Anyway, the jazz standard “Harlem Nocturne” came about when Hagen was commissioned to write the theme music for Mickey Spillane’s Mike Hammer. That particular TV series starred Darren McGavin as the gritty, hard-boiled detective who fought crime when he wasn’t “chasing skirts” (Stacy Keach later played the role). The setting was dark and brooding, which was a perfect pairing with the haunting sound of the saxophone melody introducing the show. It’s been recorded a thousand times, but by far the best is the version by Gato Barbieri – talk about haunting! There are also lyrics for this tune, so all you singers out there take notice. Use these backups, mute the sax track, and go for it.
My all-time favorite rendition of this song was by a great friend of mine named Arnie Kole. I first met Arnie in Ft. Lauderdale at a bank-opening celebration. A talent agency needed “greeters” who looked like certain celebrities. Arnie and I had been hired and just happened to get on the same elevator. It’s extremely rare for me to like anybody immediately, but Arnie was a different breed. I could tell he was playing Gabe Kaplan (Mr. Kotter) cause the resemblance was obvious. He asked me who I was supposed to be (not a good sign) and I said, “David Cassidy”. He looked at me for a long moment and finally said, “Okay”. It was just a few nights later that he walked into a Boca Raton club I was working, carrying a saxophone. He walked up to the piano, handed me some sheet music, and asked, “Can you play this, Mr. Cassidy?” (cute). Well, yeah… I mean you’re waving the music in my face. Long story short, he ended up onstage and blew us all away with “Harlem Nocturne”. From that moment on, we were comrades-in-arms.

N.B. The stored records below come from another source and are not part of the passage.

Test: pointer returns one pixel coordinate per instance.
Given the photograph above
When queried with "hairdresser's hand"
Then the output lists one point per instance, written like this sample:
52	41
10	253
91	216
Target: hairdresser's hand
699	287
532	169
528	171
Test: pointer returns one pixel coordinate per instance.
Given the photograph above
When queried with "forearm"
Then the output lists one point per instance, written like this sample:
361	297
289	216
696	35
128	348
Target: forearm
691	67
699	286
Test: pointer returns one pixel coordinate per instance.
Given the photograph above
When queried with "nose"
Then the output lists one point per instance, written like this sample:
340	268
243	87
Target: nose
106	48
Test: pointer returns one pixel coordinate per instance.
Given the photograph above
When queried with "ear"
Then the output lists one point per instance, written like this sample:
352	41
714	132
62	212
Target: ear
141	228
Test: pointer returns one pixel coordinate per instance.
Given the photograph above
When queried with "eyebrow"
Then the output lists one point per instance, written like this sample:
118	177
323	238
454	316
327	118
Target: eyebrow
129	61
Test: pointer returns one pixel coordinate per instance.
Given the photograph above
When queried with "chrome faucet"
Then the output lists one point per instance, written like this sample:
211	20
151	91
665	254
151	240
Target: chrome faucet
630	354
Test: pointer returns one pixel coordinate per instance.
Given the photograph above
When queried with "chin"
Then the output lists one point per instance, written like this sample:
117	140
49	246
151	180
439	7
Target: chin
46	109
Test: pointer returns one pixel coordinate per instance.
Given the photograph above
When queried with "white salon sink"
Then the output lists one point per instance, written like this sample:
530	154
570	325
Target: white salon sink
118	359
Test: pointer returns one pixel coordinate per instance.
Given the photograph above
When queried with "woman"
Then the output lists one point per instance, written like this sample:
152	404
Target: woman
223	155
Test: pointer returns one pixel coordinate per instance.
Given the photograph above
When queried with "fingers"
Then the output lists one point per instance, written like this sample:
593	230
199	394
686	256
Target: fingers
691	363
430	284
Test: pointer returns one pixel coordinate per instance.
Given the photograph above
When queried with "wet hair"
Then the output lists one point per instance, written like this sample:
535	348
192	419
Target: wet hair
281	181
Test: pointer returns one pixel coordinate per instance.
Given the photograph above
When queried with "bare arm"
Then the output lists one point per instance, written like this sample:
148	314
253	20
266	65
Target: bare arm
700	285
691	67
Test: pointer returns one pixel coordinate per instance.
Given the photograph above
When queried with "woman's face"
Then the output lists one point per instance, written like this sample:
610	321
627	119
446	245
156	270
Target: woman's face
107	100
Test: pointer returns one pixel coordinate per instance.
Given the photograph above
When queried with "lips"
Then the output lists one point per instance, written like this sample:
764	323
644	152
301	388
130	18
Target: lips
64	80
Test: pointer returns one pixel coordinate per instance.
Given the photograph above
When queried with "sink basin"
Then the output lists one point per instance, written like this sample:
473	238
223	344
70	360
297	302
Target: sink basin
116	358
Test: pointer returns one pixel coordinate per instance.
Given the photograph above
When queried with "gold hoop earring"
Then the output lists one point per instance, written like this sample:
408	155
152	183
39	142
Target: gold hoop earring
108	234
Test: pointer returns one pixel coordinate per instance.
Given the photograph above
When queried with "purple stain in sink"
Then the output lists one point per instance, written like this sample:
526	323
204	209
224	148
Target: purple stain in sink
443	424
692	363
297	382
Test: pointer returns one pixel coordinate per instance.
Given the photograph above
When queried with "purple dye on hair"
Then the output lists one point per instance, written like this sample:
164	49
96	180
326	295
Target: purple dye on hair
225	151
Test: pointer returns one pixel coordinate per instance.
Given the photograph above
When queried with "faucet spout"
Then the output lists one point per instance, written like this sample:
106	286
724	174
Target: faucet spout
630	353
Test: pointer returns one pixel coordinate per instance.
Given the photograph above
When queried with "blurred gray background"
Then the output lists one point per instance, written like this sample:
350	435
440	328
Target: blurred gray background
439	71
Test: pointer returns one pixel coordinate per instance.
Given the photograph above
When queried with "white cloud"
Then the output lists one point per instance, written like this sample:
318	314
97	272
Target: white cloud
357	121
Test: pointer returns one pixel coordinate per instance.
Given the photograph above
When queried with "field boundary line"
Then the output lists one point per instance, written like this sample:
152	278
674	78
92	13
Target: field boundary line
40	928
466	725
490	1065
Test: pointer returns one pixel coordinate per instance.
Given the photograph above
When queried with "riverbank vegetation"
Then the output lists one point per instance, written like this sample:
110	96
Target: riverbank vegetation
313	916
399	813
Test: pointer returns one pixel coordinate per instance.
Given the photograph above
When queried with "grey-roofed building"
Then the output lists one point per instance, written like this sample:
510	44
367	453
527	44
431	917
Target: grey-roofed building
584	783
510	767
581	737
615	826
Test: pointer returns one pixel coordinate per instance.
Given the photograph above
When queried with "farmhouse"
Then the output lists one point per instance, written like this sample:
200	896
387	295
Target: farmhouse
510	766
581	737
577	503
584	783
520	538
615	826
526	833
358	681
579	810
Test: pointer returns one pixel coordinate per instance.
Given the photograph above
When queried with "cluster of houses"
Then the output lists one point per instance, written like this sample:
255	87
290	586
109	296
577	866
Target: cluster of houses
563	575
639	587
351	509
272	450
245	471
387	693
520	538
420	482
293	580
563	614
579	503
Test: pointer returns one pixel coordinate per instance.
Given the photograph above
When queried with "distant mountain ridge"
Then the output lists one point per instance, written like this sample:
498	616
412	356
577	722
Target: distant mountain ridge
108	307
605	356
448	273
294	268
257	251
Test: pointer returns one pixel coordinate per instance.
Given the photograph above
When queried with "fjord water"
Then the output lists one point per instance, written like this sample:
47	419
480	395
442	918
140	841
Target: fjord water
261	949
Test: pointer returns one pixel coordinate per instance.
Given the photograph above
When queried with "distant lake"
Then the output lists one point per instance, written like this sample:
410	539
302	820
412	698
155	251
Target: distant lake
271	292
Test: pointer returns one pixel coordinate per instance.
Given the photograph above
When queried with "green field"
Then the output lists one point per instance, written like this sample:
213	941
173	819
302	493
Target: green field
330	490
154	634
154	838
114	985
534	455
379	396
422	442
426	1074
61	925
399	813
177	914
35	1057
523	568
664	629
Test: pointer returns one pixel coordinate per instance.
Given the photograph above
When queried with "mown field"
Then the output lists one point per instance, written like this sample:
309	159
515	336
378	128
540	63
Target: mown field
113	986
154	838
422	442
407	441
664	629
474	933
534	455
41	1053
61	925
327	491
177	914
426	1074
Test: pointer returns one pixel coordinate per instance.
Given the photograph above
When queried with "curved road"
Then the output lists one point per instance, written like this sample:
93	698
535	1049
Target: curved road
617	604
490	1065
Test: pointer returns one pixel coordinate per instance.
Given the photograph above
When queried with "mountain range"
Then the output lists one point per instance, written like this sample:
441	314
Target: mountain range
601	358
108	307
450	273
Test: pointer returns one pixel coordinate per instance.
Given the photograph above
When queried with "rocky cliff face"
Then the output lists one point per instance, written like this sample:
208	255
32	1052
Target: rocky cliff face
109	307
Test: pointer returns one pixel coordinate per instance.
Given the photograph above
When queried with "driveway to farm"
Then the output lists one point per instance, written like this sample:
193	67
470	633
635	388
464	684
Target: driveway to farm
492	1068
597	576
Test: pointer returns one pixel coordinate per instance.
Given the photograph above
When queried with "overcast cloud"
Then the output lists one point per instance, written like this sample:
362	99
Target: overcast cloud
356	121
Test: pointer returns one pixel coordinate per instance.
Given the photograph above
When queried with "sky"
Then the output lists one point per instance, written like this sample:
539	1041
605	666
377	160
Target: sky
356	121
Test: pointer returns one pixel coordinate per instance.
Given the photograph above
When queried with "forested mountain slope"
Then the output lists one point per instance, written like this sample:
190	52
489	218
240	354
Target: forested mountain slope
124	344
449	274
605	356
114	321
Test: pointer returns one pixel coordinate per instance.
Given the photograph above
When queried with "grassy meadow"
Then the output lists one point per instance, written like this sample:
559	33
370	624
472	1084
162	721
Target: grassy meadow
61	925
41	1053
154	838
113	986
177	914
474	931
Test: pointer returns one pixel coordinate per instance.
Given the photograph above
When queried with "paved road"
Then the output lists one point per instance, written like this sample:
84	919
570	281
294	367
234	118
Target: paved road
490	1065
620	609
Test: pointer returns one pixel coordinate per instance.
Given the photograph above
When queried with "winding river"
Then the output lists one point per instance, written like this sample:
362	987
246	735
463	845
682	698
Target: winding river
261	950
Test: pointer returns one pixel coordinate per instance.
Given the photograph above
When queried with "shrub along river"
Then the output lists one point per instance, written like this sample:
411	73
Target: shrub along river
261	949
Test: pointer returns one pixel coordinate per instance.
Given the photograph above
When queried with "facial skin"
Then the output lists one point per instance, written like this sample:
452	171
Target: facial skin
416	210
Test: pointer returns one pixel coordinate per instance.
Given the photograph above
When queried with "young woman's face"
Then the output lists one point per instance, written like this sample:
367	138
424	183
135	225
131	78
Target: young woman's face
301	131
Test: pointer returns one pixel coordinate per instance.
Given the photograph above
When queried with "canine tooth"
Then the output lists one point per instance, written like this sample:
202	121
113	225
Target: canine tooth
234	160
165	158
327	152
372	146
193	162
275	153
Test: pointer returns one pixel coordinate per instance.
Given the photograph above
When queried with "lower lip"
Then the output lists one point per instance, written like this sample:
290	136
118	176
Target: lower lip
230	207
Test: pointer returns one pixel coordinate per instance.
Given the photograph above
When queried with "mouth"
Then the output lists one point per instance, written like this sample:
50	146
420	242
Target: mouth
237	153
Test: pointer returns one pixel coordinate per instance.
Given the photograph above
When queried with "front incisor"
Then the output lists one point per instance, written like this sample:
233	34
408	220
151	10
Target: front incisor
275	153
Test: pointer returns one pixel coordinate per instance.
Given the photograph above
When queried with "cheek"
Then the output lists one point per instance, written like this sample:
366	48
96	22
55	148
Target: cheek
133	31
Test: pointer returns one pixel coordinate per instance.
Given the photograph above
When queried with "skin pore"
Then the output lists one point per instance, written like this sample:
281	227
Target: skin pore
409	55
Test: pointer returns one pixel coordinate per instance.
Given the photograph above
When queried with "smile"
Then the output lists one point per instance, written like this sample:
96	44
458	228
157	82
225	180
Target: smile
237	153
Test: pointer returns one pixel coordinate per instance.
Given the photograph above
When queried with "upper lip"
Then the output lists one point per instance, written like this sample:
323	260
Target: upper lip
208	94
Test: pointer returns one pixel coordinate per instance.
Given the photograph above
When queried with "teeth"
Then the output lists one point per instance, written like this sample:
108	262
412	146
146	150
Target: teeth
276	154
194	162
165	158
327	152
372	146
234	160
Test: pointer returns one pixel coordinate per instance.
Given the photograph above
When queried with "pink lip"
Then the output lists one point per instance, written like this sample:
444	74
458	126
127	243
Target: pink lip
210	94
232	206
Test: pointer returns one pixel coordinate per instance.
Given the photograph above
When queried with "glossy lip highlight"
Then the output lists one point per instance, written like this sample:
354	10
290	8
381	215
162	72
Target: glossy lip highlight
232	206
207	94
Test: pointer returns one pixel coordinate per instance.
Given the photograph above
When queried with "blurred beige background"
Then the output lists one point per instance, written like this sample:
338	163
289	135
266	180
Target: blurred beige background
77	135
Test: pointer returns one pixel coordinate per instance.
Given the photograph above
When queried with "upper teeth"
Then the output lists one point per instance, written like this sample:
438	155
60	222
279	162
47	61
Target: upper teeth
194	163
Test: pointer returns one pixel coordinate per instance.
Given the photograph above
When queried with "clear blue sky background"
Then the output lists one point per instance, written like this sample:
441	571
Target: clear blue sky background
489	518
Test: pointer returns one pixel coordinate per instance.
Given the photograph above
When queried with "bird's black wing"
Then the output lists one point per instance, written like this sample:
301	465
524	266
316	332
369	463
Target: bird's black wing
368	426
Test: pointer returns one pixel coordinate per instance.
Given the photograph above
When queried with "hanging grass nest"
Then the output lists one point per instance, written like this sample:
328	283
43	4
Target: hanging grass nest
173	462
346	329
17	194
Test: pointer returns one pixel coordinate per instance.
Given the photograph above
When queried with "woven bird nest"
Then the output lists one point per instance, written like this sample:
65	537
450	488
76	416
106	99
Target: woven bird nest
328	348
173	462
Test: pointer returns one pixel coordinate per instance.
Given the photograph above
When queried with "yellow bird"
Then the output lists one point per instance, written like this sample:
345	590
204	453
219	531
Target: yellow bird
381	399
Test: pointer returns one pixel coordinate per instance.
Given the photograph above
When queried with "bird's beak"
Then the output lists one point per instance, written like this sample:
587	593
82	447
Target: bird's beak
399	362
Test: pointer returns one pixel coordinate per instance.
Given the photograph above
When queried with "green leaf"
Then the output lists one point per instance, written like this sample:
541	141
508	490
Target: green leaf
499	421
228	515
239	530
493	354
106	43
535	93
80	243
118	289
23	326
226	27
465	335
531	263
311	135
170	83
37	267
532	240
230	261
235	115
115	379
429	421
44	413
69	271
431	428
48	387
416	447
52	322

Arnie and I got along so well because we were musicians, of course, but we also had the same philosophy of life. You know how they say good friends laugh and cry together, sharing the good times with the bad. Neither of us believed in the crying part. We could laugh our way through anything and found ways to make everything fun. Arnie and I went our separate ways several years ago, but still kept in touch. Sadly, I heard recently that he passed away and I will never completely get over his death. Life isn’t quite as much fun as it used to be. I’m crying now, ol’ buddy.